2 Entonces volvió Ezequías su rostro a la pared y oró a Yahvé,
3 y dijo: «Oh Yahvé, te ruego que te acuerdes ahora de que he andado delante de ti en verdad y con corazón íntegro, y que he hecho lo que es bueno ante tus ojos». Y lloró Ezequías con gran lloro.
4 Entonces vino palabra de Yahvé a Isaías, diciendo:
5 «Ve y di a Ezequías: “Así dice Yahvé, Dios de David tu padre: He oído tu oración y he visto tus lágrimas; he aquí que añado a tus días quince años.
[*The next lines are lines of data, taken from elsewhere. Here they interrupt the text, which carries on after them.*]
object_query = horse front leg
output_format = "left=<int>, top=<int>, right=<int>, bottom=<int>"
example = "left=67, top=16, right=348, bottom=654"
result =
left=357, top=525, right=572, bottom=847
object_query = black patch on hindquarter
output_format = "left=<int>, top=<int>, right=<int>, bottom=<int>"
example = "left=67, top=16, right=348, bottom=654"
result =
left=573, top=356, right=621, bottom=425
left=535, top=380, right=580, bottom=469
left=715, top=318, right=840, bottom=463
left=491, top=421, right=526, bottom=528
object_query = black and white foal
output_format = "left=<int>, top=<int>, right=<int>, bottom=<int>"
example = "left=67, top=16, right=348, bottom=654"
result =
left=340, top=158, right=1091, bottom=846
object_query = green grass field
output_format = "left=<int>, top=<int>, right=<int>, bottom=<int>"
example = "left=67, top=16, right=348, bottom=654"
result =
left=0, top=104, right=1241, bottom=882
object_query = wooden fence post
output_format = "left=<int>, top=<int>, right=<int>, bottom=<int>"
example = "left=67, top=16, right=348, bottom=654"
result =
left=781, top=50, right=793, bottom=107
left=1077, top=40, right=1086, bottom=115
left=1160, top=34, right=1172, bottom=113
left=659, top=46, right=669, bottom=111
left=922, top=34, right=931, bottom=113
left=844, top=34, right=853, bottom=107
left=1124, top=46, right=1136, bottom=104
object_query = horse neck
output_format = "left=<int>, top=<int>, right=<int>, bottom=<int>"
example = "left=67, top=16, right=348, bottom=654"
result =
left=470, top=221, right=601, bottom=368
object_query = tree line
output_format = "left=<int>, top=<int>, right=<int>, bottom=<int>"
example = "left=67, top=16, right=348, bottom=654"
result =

6 Y te libraré a ti y a esta ciudad de mano del rey de Asiria, y a esta ciudad ampararé.
7 Y esto te será por señal de parte de Yahvé, de que Yahvé hará esto que ha dicho:
8 He aquí que yo haré volver la sombra de los grados, que ha descendido con el sol en el reloj de Acaz, diez grados atrás”». Y volvió el sol diez grados atrás por los cuales había ya descendido.
9 Escritura de Ezequías, rey de Judá, de cuando enfermó y sanó de su enfermedad:
10 Yo dije: «En el medio de mis días iré a las puertas del Seol;
privado soy del resto de mis años».
11 Dije: «No veré a Yah,
a Yah en la tierra de los vivientes;
no veré más hombre alguno con los moradores del mundo.
12 Mi morada ha sido movida
y traspasada de mí como tienda de pastor.
Como tejedor corté mi vida;
él me cortará con la trama;
del día a la noche me habrás consumido.
13 Contaba yo hasta la mañana.
Como un león molió todos mis huesos;
del día a la noche me habrás consumido.
14 Como la grulla y como la golondrina me quejaba;
gemía como la paloma.
Alzaba mis ojos a lo alto:
Señor, violencia padezco,
¡responde por mí!».
15 ¿Qué diré?
El que me lo dijo, él mismo lo ha hecho.
Andaré humildemente todos mis años a causa de la amargura de mi alma.
16 Señor, por estas cosas los hombres viven,
y en todas ellas está la vida de mi espíritu;
pues tú me restablecerás y me harás vivir.
17 He aquí, mi gran amargura se volvió en paz;
tú libraste mi alma del hoyo de la corrupción,
porque echaste tras tus espaldas todos mis pecados.
18 Porque el Seol no te alabará,
ni la muerte te glorificará;
ni los que descienden al sepulcro esperarán tu verdad.
19 El que vive, el que vive, este te alabará, como yo hoy;
el padre hará notoria tu verdad a los hijos.
20 ¡Yahvé está listo para salvarme!
Por tanto, cantaremos mis cánticos con instrumentos de cuerda todos los días de nuestra vida en la casa de Yahvé.
21 E Isaías había dicho: «Tomen una masa de higos y pónganla en la llaga, y sanará».
22 Ezequías también había dicho: «¿Qué señal tendré de que he de subir a la casa de Yahvé?».